Apache Spark¶
Apache Spark serves as the distributed compute engine for FlumenData, providing query processing and analytics capabilities for the lakehouse.
Overview¶
Image: flumendata/spark:4.0.1-health (custom built)
Base: apache/spark:4.0.1
Cluster: 1 Master + 2 Workers
Master Port: 7077 (Spark protocol), 8080 (Web UI)
Worker Port: 8081 (Web UI)
Health: HTTP check on Master UI
Architecture¶
The Spark cluster provides: - Distributed compute: 1 Master coordinating 2 Worker nodes - Delta Lake 4.0: ACID table format with time travel - Hive Metastore catalog: 2-level namespace (database.table) - S3A integration: Direct access to MinIO object storage - Ivy cache: Fast dependency resolution for libraries
Custom Dockerfile¶
Our custom image adds health check utilities and prepares the Ivy cache:
FROM apache/spark:4.0.1
USER root
# Install curl and procps for health checks
RUN (apt-get update && apt-get install -y curl procps) || \
(microdnf -y install curl procps && microdnf clean all) || \
(apk add --no-cache curl procps) || true
# Prepare writable ivy cache for spark user (uid 185)

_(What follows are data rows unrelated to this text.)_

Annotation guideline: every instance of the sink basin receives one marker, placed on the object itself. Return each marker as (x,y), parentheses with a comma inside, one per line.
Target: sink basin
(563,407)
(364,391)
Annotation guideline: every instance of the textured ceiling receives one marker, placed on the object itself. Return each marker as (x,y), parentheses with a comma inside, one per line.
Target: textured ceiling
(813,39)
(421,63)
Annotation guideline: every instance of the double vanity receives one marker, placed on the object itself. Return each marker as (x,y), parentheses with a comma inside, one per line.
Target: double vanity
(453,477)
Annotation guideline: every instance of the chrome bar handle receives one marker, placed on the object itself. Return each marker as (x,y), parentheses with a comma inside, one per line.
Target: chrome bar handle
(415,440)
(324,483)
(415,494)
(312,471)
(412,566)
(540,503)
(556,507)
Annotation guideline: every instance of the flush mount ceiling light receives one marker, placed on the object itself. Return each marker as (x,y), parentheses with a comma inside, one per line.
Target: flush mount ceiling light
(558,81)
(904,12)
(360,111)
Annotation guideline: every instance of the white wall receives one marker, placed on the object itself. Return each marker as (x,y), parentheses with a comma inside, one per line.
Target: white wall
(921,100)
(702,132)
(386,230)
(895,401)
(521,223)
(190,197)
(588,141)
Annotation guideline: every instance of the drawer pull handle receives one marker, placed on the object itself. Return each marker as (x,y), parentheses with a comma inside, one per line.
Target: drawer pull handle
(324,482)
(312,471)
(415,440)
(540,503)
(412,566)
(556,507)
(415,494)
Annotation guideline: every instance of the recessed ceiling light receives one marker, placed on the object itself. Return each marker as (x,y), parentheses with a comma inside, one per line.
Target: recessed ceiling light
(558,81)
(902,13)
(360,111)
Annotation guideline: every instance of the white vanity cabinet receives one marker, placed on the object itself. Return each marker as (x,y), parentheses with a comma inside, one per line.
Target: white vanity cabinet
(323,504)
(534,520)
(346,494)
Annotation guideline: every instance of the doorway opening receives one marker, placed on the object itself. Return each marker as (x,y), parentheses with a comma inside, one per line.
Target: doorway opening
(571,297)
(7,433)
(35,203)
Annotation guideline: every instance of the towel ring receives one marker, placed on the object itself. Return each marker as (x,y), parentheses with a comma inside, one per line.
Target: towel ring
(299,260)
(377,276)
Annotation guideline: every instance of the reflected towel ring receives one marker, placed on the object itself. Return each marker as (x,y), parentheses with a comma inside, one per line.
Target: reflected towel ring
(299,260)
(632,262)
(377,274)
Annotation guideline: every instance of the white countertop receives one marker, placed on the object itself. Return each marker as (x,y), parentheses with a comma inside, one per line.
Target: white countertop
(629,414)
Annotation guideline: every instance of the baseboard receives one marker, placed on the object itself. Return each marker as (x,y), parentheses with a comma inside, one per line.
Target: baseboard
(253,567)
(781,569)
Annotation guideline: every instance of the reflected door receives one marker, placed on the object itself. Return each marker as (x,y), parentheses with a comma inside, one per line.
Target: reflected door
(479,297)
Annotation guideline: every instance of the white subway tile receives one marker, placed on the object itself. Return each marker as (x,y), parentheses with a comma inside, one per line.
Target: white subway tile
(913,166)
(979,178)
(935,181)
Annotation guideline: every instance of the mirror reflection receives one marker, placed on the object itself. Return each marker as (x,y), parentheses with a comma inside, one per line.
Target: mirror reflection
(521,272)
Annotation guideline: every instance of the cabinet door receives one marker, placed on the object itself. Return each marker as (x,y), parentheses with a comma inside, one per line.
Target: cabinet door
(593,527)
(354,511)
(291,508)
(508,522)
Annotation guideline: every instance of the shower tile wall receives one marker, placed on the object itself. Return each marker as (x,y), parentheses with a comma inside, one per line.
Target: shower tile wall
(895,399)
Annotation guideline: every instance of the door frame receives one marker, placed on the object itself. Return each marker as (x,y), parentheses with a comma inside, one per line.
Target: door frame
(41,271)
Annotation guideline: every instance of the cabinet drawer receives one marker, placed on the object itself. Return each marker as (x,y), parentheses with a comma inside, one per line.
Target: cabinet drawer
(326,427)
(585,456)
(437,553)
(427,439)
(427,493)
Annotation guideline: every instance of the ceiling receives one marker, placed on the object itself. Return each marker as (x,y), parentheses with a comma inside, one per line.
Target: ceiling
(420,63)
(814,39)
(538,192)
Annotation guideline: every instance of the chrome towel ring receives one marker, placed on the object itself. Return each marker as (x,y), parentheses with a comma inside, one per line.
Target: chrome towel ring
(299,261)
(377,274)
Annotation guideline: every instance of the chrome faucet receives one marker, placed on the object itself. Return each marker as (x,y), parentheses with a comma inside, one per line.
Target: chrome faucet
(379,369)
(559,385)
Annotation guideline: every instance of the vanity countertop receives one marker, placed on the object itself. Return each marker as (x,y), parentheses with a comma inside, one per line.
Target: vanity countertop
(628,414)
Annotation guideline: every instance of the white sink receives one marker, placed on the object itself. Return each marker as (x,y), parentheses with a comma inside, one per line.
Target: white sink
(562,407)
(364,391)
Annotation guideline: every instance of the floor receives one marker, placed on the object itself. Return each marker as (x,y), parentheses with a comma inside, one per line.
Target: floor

RUN mkdir -p /opt/spark/.ivy2 && chown -R 185:0 /opt/spark/.ivy2
USER 185
Configuration¶
spark-defaults.conf¶
Configuration is generated from templates/spark/spark-defaults.conf.tpl:
# JAR Dependencies
spark.jars.packages io.delta:delta-spark_2.13:4.0.0,\
org.postgresql:postgresql:42.7.1,\
org.apache.hadoop:hadoop-aws:3.3.6,\
com.amazonaws:aws-java-sdk-bundle:1.12.367
# Delta Lake Extensions
spark.sql.extensions io.delta.sql.DeltaSparkSessionExtension
spark.sql.catalog.spark_catalog org.apache.spark.sql.delta.catalog.DeltaCatalog
# Hive Metastore Integration
spark.hadoop.hive.metastore.uris thrift://hive-metastore:9083
spark.sql.catalogImplementation hive
spark.sql.warehouse.dir s3a://lakehouse/warehouse
# S3A MinIO Configuration
spark.hadoop.fs.s3a.endpoint http://minio:9000
spark.hadoop.fs.s3a.path.style.access true
spark.hadoop.fs.s3a.connection.ssl.enabled false
# Performance Tuning
spark.sql.adaptive.enabled true
spark.sql.adaptive.coalescePartitions.enabled true
spark-env.sh¶
Environment variables generated from templates/spark/spark-env.sh.tpl:
SPARK_MASTER_HOST=spark-master
SPARK_MASTER_PORT=7077
SPARK_MASTER_WEBUI_PORT=8080
SPARK_WORKER_CORES=2
SPARK_WORKER_MEMORY=2g
SPARK_WORKER_WEBUI_PORT=8081
Make Commands¶
# Configuration
make config-spark # Generate spark-defaults.conf and spark-env.sh
# Service management
make up-tier1 # Start Spark cluster (Master + Workers)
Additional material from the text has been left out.